In less than a second, five racers reached the finish line. It was the 1971 Italian Grand Prix, and that is another record for Monza.
The 1971 edition of the Italy Grand Prix is remembered as one of the most legendary arrivals to the finish line in Formula 1 history. We need to remember that, at the time, the Monza racetrack did not have many chicanes, therefore the straight routes were very long and devoid of reasons for slowing down. This means it is not always possible for the drivers to distance themselves from one another during acceleration.
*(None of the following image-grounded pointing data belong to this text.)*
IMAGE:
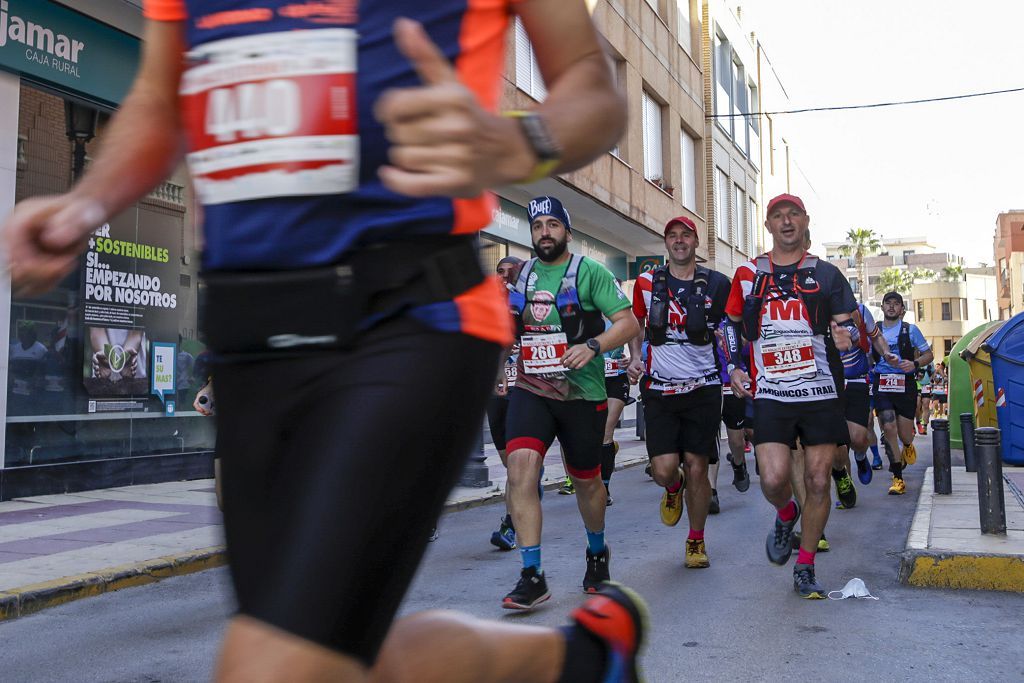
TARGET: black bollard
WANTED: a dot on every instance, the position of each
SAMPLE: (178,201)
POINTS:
(475,473)
(990,503)
(941,464)
(967,435)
The finishing line in 1971 is reached by five racers in less than one second. The British driver, Peter Gethin, at the wheel of the BRM, wins the race over Swede Ronnie Peterson by a hundredth of a second. Then the arrival of Frenchman François Cevert 9 hundredths of a second later, British driver Mike Hailwood at 18 hundredths of a second later, and the Australian Howden Ganley at 61 hundredths of a second later. The one between Gethin and Peterson is the shortest gap at finish line between first and second place in a Grand Prix in the history of Formula 1.
Beyond that, in the same Grand Prix the average speed of 240 km/h is beaten, and with it the safety threshold of the circuit. Cars get more and more powerful, but also lighter and more fragile, and the risks involved increase proportionally. During the 70’s, deviations and chicanes are added on to slow down the track and reduce the chance of accidents.